Outline of Illinois
Illinois, pronounced ihl uh NOY, has more people than any other state in the Midwestern region of the United States. About two-thirds of the people of Illinois live in and around Chicago, one of the world's leading industrial and transportation centers. In addition, millions of Illinoisans live in the smaller cities and on the farms that dot the state's gently rolling plains. These plains cover most of Illinois, and have given the state one of its nicknames, the Prairie State.
The people of Illinois also call their state the Land of Lincoln. They are proud of the fact that Abraham Lincoln, the 16th president of the United States, lived most of his life in their state. He was buried in Springfield, the state capital.

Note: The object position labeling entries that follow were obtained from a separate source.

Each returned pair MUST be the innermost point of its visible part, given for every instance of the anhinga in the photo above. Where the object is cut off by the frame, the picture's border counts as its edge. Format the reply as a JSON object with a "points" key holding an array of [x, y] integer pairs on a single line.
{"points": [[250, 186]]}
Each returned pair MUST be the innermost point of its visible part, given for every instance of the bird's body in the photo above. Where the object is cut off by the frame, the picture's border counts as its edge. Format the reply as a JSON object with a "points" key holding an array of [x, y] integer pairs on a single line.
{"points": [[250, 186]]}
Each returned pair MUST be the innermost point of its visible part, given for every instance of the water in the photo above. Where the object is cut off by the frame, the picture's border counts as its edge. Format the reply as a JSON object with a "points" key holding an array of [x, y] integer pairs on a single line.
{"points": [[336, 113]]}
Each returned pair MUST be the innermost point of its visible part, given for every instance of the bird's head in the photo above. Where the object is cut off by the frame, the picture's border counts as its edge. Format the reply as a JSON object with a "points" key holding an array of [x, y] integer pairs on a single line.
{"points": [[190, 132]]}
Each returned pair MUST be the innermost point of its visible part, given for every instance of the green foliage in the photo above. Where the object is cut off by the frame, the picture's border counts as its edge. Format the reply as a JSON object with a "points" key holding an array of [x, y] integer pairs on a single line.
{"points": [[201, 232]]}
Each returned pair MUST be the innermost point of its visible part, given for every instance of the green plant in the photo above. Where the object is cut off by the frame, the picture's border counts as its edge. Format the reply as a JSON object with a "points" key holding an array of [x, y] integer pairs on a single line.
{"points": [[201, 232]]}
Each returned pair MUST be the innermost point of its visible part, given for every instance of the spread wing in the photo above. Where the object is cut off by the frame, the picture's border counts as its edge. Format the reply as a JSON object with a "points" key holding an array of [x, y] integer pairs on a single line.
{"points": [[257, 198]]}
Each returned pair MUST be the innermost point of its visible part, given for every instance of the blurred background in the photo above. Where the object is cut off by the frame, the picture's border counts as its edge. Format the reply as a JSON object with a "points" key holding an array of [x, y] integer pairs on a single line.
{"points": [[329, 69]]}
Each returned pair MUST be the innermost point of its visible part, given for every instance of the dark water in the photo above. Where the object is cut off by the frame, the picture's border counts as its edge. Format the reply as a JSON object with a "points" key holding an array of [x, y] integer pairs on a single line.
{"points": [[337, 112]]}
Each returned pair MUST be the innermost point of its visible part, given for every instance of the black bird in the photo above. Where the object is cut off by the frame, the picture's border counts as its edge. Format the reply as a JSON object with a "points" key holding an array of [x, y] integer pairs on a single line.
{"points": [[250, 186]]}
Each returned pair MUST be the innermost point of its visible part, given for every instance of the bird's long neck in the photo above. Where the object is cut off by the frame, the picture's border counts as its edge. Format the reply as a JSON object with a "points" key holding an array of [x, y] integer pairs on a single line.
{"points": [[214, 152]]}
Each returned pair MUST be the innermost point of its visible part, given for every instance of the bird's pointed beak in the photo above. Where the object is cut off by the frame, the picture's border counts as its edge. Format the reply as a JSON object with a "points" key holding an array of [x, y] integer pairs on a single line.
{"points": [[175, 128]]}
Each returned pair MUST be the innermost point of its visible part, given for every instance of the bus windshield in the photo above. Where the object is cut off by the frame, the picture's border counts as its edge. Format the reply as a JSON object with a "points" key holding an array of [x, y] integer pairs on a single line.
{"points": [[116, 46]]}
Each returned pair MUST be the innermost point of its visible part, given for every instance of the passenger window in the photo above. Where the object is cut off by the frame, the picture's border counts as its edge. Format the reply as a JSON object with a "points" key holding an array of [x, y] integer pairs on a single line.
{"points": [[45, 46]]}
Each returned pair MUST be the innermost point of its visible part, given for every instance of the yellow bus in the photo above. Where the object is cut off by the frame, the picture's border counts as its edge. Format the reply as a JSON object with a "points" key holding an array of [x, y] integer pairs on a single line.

Many other famous people helped make history in Illinois. These people included industrialists Cyrus H. McCormick and George M. Pullman; writers Gwendolyn Brooks and Carl Sandburg; architects Louis Sullivan and Frank Lloyd Wright; reformers Jane Addams and Florence Kelley; and political leader Stephen A. Douglas. Ronald Reagan, the 40th president of the United States, was born in Tampico, Illinois.
In 1942, Enrico Fermi and other scientists at the University of Chicago made a major advance in the development of the atomic bomb. In laboratories under the university's football stands, they produced the first controlled chain reaction that created nuclear energy. Today, Illinois ranks as an international center for the study of the atom. Scientists from throughout the world come to the state to do research at the Fermi National Accelerator Laboratory. This laboratory, near Chicago, contains one of the largest atom smashers in the world.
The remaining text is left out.